But the law was in jeopardy Wednesday, as the Supreme Court appeared to accept meat industry arguments that federal regulation of slaughterhouses trumps any state effort to dictate how “non-ambulatory,” also known as “downer,” animals should be handled.
The justices heard arguments in National Meat Association v. Harris, the next in a series of federal pre-emption cases the Court has heard in recent years. The outcome of the cases – whether federal or state law should prevail — is often unpredictable, but this one appeared easy to most justices.
The Federal Meat Inspection Act explicitly forbids states from enacting laws “in addition to or different from” the federal regulatory regime that covers slaughterhouse operations.
Arguing for the National Meat Association, Dorsey & Whitney lawyer Steven Wells told the justices that phrase meant that “Congress has unmistakably ordained that one set of rules govern animal handling and treatment, inspection and determinations of meat quality for sale… And those rules kick in at the slaughterhouse gate.” Though the California law covers all livestock, the case before the Court involved only the treatment of pigs.
Under questioning, Wells conceded the possibility that states could take other actions outside the slaughterhouse to prevent inhumane treatment, such as regulating the transport of downer pigs, or even requiring state inspection before they enter federally regulated slaughterhouses. But California’s law invaded the province of federal regulation, he said, in part because the ambulatory condition of the swine often cannot be determined until the animals are inside the slaughterhouse premises.
Benjamin Horwich, an assistant to the U.S. solicitor general, argued on the side of the meat industry, telling the Court that states “cannot tell slaughterhouses how they are to deal with an animal that is on their premises.”
The justices saved their tough questioning for Deputy California Attorney General Susan Smith, who defended the state statute. Her basic argument was that the state law does not interfere with the federal regulation of slaughterhouses, because it operates “outside the scope” of the federal law, which she said is limited to animals that are processed for human consumption. Acting to combat cruelty to animals, Smith said California was “categorically removing” all downer pigs from even entering the slaughtering process for meat for humans.

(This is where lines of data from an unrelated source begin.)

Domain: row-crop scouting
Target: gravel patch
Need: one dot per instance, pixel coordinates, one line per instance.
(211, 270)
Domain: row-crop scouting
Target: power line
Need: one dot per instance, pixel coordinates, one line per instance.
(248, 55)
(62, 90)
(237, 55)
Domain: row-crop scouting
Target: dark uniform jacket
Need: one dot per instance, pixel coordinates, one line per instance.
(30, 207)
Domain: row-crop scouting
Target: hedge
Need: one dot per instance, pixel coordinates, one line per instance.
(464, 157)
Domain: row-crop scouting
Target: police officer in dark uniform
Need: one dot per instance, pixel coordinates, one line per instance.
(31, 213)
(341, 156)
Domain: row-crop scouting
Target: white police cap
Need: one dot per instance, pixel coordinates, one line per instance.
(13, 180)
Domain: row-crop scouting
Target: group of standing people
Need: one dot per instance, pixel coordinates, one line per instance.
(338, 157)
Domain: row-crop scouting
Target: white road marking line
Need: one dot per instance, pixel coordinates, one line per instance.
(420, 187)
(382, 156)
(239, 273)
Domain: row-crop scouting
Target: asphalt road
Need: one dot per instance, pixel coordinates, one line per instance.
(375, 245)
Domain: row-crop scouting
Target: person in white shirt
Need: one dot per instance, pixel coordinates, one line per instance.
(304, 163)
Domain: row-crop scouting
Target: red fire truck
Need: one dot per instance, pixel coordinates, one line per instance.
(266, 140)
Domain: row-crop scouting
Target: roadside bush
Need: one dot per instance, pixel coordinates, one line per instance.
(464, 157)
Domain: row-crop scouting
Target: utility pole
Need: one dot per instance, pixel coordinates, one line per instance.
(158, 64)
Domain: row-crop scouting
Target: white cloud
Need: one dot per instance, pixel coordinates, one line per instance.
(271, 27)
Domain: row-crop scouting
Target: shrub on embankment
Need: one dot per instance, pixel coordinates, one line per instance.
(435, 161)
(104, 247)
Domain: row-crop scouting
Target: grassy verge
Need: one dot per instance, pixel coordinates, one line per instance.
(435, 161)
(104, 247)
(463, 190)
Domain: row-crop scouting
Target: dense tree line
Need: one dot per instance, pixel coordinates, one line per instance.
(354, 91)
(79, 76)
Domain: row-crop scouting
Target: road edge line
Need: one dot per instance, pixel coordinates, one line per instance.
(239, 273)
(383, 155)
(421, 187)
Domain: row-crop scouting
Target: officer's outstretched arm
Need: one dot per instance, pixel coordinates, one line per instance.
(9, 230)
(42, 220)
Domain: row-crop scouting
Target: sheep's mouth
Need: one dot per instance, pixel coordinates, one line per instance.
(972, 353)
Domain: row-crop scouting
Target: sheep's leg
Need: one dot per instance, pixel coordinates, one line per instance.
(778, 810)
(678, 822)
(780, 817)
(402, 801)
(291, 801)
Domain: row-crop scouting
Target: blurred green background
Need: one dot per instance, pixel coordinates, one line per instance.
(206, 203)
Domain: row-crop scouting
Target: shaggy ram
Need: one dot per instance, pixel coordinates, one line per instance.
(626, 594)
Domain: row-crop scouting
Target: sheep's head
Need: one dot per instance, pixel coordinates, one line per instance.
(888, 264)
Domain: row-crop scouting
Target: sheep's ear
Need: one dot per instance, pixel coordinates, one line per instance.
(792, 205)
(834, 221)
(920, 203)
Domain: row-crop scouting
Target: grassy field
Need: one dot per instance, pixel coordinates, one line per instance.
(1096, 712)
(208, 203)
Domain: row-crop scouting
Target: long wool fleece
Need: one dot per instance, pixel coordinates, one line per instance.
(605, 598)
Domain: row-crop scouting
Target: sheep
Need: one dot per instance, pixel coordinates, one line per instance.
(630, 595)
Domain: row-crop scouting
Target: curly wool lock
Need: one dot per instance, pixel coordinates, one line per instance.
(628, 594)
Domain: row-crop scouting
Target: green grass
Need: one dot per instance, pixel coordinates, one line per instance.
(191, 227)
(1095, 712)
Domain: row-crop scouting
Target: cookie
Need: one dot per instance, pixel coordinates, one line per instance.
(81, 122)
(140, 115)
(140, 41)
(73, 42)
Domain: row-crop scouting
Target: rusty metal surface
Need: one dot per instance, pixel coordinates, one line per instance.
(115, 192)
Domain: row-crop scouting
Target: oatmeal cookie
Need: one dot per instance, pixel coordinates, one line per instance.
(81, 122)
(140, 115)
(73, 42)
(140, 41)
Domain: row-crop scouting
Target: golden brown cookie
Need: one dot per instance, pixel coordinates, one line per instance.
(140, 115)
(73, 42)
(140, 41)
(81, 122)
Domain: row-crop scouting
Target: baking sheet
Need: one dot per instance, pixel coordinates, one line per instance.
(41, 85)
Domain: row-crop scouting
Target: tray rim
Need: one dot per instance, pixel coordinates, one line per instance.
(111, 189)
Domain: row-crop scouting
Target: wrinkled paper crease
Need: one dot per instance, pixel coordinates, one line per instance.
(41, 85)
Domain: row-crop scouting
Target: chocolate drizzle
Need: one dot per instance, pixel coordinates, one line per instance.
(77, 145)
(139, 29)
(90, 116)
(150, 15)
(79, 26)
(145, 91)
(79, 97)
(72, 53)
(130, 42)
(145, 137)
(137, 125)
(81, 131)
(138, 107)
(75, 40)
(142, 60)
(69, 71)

But justices did not appear to buy her argument. Justice Elena Kagan, for one, said that at least some of the pigs that California would have euthanized would otherwise eventually be slaughtered for human consumption under the federal system, which allows for the processing of some “suspect” meat. “That’s exactly where the California system diverges from the federal system,” and would therefore be expressly pre-empted, she said.
Justice Stephen Breyer agreed with Kagan. “The federal law does not require me immediately to go over and euthanize the cow. Your law does require me to go over and immediately euthanize the cow,” Breyer said. “Therefore, your law seems an additional requirement,” in violation of the wording of the federal law.
Added Justice Sonia Sotomayor, “I don’t see how you can argue that you aren’t trenching on the scope of the [federal] statute.”
But much to the frustration of the justices, Smith stuck to the same “outside the scope” argument, mostly without elaboration, for her entire half hour of argument.